Le récit s’ouvre en 1950, lorsque le dîner de fiançailles de son fils renvoie Antonia à l’échec de sa propre union avec Conrad Fleming. Sa future bru sait-elle seulement ce qui l’attend auprès d’un homme qui ne manquera sans doute pas de reproduire les attitudes de son père ? Et elle, comment a-t-elle bien pu en arriver là ? Emportée par ses réflexions dans un long zoom arrière rembobinant sa vie, là voilà qui remonte le temps, de ses désillusions d’aujourd’hui jusqu’à sa candeur de très jeune fille. De 1950 à 1926, cinq étages de son existence se déconstruisent ainsi en cinq parties chronologiquement inversées, et derrière la sèche quadragénaire engoncée dans son décorum et son opulence, transparaît peu à peu une femme meurtrie, coincée dans les rôles auxquels, mère, épouse et fille, elle se sera efforcée de se conformer en y perdant progressivement son coeur et son âme.
A mesure qu’Antonia rajeunit et que défilent les décors, soigneusement restitués, à Londres et dans la campagne anglaise, à Paris et sur la Côte d’Azur, qui ont accompagné son long apprentissage de femme, en réalité un formatage implicite, répondant à d’invisibles codes sociaux et la plaçant insensiblement toute sa vie sous emprise masculine, l’on découvre, le tout ciselé avec une finesse psychologique remarquable, sa personnalité profonde, ses primes aspirations et leur lente décomposition au contact de son milieu.

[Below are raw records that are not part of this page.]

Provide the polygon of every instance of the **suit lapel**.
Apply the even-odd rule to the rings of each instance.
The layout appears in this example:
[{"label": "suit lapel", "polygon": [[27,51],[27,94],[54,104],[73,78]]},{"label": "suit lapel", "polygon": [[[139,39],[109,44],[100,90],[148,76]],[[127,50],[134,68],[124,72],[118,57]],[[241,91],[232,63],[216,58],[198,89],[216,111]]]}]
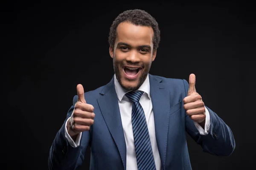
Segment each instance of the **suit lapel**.
[{"label": "suit lapel", "polygon": [[167,85],[161,83],[162,79],[149,76],[156,138],[162,167],[164,170],[170,117],[170,93]]},{"label": "suit lapel", "polygon": [[119,151],[124,169],[126,168],[126,145],[122,128],[114,78],[100,93],[98,102],[102,116]]}]

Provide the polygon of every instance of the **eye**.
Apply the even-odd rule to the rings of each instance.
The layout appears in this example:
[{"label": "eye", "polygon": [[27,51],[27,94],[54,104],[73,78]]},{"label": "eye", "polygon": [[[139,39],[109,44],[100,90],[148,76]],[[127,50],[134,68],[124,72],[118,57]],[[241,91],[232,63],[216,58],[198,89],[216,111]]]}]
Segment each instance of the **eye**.
[{"label": "eye", "polygon": [[141,48],[140,50],[142,54],[146,54],[148,52],[148,50],[145,48]]}]

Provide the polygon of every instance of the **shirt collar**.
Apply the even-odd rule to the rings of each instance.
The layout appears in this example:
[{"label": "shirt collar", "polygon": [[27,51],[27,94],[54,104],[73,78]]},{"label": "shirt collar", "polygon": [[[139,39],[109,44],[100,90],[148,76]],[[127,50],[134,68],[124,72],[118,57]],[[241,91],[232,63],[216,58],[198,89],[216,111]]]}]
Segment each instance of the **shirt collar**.
[{"label": "shirt collar", "polygon": [[[125,94],[126,93],[129,91],[124,89],[122,87],[121,85],[120,85],[120,84],[119,84],[117,79],[116,79],[115,74],[114,75],[114,82],[115,84],[115,88],[116,89],[116,92],[117,97],[118,97],[119,101],[121,101]],[[145,81],[144,81],[142,85],[141,85],[140,87],[138,90],[145,92],[148,94],[148,98],[149,99],[151,98],[150,88],[149,86],[149,78],[148,77],[148,74]]]}]

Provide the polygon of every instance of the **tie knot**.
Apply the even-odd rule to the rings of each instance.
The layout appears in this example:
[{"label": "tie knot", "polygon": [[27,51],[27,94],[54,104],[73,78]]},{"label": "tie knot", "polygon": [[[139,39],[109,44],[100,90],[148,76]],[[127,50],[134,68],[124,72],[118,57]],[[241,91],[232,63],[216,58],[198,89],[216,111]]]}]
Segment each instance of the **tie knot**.
[{"label": "tie knot", "polygon": [[131,91],[125,94],[125,96],[132,102],[139,102],[140,99],[144,92],[142,91]]}]

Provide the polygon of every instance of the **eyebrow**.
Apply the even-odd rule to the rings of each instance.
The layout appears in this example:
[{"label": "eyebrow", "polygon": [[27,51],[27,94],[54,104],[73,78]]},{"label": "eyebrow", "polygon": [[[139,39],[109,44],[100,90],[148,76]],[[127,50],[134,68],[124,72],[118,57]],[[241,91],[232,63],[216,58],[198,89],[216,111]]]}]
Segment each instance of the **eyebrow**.
[{"label": "eyebrow", "polygon": [[[125,42],[118,42],[118,43],[117,44],[117,46],[120,46],[120,45],[125,45],[125,46],[127,46],[128,47],[131,47],[131,45],[126,43]],[[139,47],[140,48],[148,48],[149,49],[151,49],[151,47],[150,46],[150,45],[140,45],[139,46]]]}]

Des propres malheurs conjugaux de sa mère, elle mettra longtemps à réaliser, cachées sous une frivolité manipulatrice et égoïste lui faisant d’abord prendre la défense de son père, les tentatives désespérées d’exister, au moins, dans le regard d’amants de passage. Incapable d’autant se mentir pour sa part, Antonia fait avec la maturité l’accablant décompte des malentendus sexistes venus empoisonner sa vie. Créature perverse et méprisable par nature – « Rien de tout cela ne te fait donc honte, ne serait-ce qu’un peu ? Ou bien es-tu à tel point une femme désormais que ce mot n’a plus de sens pour toi ? » lui crache son père retranché dans sa misogynie pour justifier le naufrage de son couple –, objet de plaisir, voire de passion, pour des hommes parfois sincères qui ne quitteront pour autant jamais leur épouse, ou encore bien d’investissement comme un autre – « C’est ma maison et tu es ma femme » lui assène son mari pour bien marquer son autorité – : les représentations que chacun dans cette histoire se fait du rôle des femmes n’asservissent pas seulement ces dernières, mais font aussi le malheur des hommes, derrière le masque des apparences et des conventions.

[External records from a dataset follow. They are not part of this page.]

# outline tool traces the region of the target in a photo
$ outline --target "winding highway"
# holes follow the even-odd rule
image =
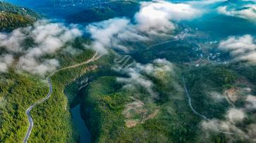
[[[74,64],[74,65],[63,67],[62,69],[60,69],[56,71],[55,72],[52,73],[49,76],[47,76],[47,79],[48,84],[49,84],[49,93],[48,93],[47,95],[44,98],[43,98],[42,100],[41,100],[39,101],[37,101],[35,103],[34,103],[33,104],[32,104],[30,107],[28,107],[27,109],[27,110],[25,111],[25,114],[26,114],[26,115],[28,116],[28,121],[29,122],[29,125],[28,125],[28,130],[27,130],[27,133],[26,133],[26,135],[25,135],[25,136],[24,137],[24,139],[23,139],[23,143],[26,143],[28,142],[28,139],[30,137],[32,129],[33,128],[33,125],[34,125],[33,119],[32,118],[32,116],[31,116],[30,113],[30,111],[32,110],[32,108],[34,108],[37,104],[39,104],[44,102],[45,100],[48,100],[48,98],[50,97],[50,96],[51,96],[51,95],[52,93],[52,85],[51,85],[51,83],[50,77],[51,76],[54,75],[56,73],[60,72],[60,71],[62,71],[62,70],[64,70],[64,69],[71,69],[71,68],[75,68],[75,67],[77,67],[78,66],[81,66],[81,65],[83,65],[83,64],[88,64],[88,63],[90,63],[91,62],[97,60],[98,59],[99,59],[102,56],[102,55],[100,55],[99,56],[97,57],[97,55],[98,55],[98,52],[97,51],[95,53],[95,54],[93,55],[93,57],[92,58],[89,59],[88,60],[87,60],[85,62],[81,62],[81,63],[79,63],[79,64]]]
[[[188,91],[187,87],[185,86],[185,79],[184,79],[184,76],[182,76],[182,81],[183,82],[183,86],[184,86],[184,89],[186,93],[186,95],[188,97],[188,104],[189,106],[190,107],[190,109],[192,109],[192,111],[194,112],[194,114],[198,115],[199,116],[202,117],[202,118],[207,120],[207,121],[209,121],[209,119],[208,118],[207,118],[205,116],[202,115],[201,114],[198,113],[197,111],[196,111],[194,108],[192,106],[191,104],[191,97]],[[226,131],[223,131],[223,130],[220,130],[219,129],[217,128],[217,130],[221,133],[224,133],[224,134],[228,134],[228,135],[238,135],[238,136],[240,136],[240,137],[243,137],[245,138],[249,139],[252,139],[252,140],[255,140],[255,138],[250,138],[248,135],[243,135],[243,134],[238,134],[238,133],[236,133],[236,132],[226,132]]]

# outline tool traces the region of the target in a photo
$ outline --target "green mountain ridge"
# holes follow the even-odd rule
[[[39,15],[28,8],[0,2],[0,32],[32,25],[39,18]]]

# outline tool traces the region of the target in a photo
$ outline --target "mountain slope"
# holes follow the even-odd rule
[[[0,2],[0,32],[11,31],[31,25],[39,17],[28,8]]]

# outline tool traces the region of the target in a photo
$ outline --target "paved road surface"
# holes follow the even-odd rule
[[[43,98],[42,100],[41,100],[39,102],[37,102],[35,103],[34,103],[32,105],[31,105],[27,110],[26,110],[26,115],[28,116],[28,122],[30,123],[29,126],[28,126],[28,130],[27,130],[27,133],[26,133],[26,135],[24,138],[24,140],[23,140],[23,143],[25,143],[28,142],[28,138],[30,137],[30,133],[31,133],[31,131],[32,131],[32,128],[33,128],[33,125],[34,125],[34,122],[33,122],[33,119],[31,117],[31,115],[30,114],[31,109],[35,107],[36,105],[44,102],[45,100],[47,100],[49,97],[50,97],[51,96],[51,94],[52,93],[52,86],[51,86],[51,80],[50,80],[50,78],[48,77],[47,78],[47,81],[48,81],[48,84],[49,84],[49,93],[47,94],[47,95]]]
[[[39,104],[44,102],[45,100],[47,100],[51,96],[51,94],[52,93],[52,86],[51,86],[50,77],[51,76],[54,75],[56,72],[58,72],[59,71],[62,71],[62,70],[67,69],[71,69],[71,68],[77,67],[78,66],[81,66],[83,64],[87,64],[89,62],[91,62],[97,60],[99,58],[100,58],[102,56],[102,55],[100,55],[99,56],[98,56],[98,57],[96,57],[96,56],[97,55],[97,54],[98,54],[98,52],[96,52],[95,54],[95,55],[91,59],[89,59],[88,60],[87,60],[85,62],[81,62],[81,63],[79,63],[79,64],[74,64],[74,65],[72,65],[72,66],[69,66],[69,67],[64,67],[64,68],[60,69],[56,71],[55,72],[52,73],[51,74],[50,74],[47,77],[47,81],[48,81],[48,84],[49,84],[49,89],[47,95],[44,98],[43,98],[42,100],[41,100],[40,101],[38,101],[38,102],[34,103],[32,105],[31,105],[30,107],[28,107],[26,111],[25,111],[26,115],[28,116],[28,122],[29,122],[29,126],[28,126],[28,130],[27,130],[26,135],[24,137],[23,143],[26,143],[28,142],[28,139],[30,137],[30,135],[32,129],[33,125],[34,125],[33,119],[32,118],[31,115],[30,114],[31,109],[33,107],[35,107],[36,105],[37,105],[37,104]]]

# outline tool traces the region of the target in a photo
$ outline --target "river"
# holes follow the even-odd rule
[[[86,127],[85,121],[82,118],[80,114],[80,104],[71,109],[73,121],[75,123],[76,129],[78,130],[80,136],[80,143],[90,143],[90,132]]]

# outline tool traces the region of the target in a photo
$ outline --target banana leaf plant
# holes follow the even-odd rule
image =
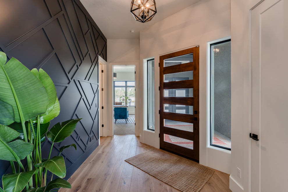
[[[0,52],[0,160],[10,161],[13,173],[2,177],[0,192],[45,192],[55,188],[71,188],[63,179],[65,162],[61,153],[72,144],[59,149],[51,157],[55,143],[70,136],[81,119],[58,123],[48,130],[50,121],[60,113],[60,105],[52,80],[41,69],[30,71]],[[48,159],[42,159],[41,144],[52,143]],[[21,160],[26,159],[25,168]],[[52,174],[46,183],[47,172]],[[52,180],[55,175],[58,177]],[[54,189],[55,190],[55,189]]]

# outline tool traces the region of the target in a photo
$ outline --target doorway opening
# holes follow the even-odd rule
[[[135,134],[135,65],[113,66],[114,134]]]

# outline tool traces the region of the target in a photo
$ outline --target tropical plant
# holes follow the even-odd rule
[[[13,173],[2,177],[0,192],[50,191],[55,188],[71,188],[63,179],[66,175],[64,159],[51,158],[54,143],[72,134],[81,119],[58,123],[48,131],[50,121],[60,112],[55,86],[41,69],[31,71],[0,52],[0,159],[10,161]],[[46,137],[45,137],[46,136]],[[52,143],[48,158],[42,158],[41,144],[47,138]],[[25,169],[22,159],[26,159]],[[52,174],[46,183],[47,171]],[[59,178],[52,180],[53,175]],[[33,176],[34,176],[33,177]]]

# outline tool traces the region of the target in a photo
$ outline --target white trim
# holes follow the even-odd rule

Soigné dans ses décors comme dans ses caractères, tout en nuances et finesse d’observation, ce roman dont la construction à rebours épouse à merveille aussi bien les interrogations du lecteur que le désarroi de son héroïne – mais comment en arrive-t-on là ? – parle d’illusions, de mensonges, mais aussi de vérités que l’on se cache et, ce faisant, du mal que l’on se fait et que l’on inflige : une formidable comédie humaine, qu’en petites touches savamment assemblées, l’auteur colore d’un féminisme aussi imparable que posé, et qui mérite largement d’étendre son statut de classique contemporain au-delà du Royaume-Uni. Coup de coeur.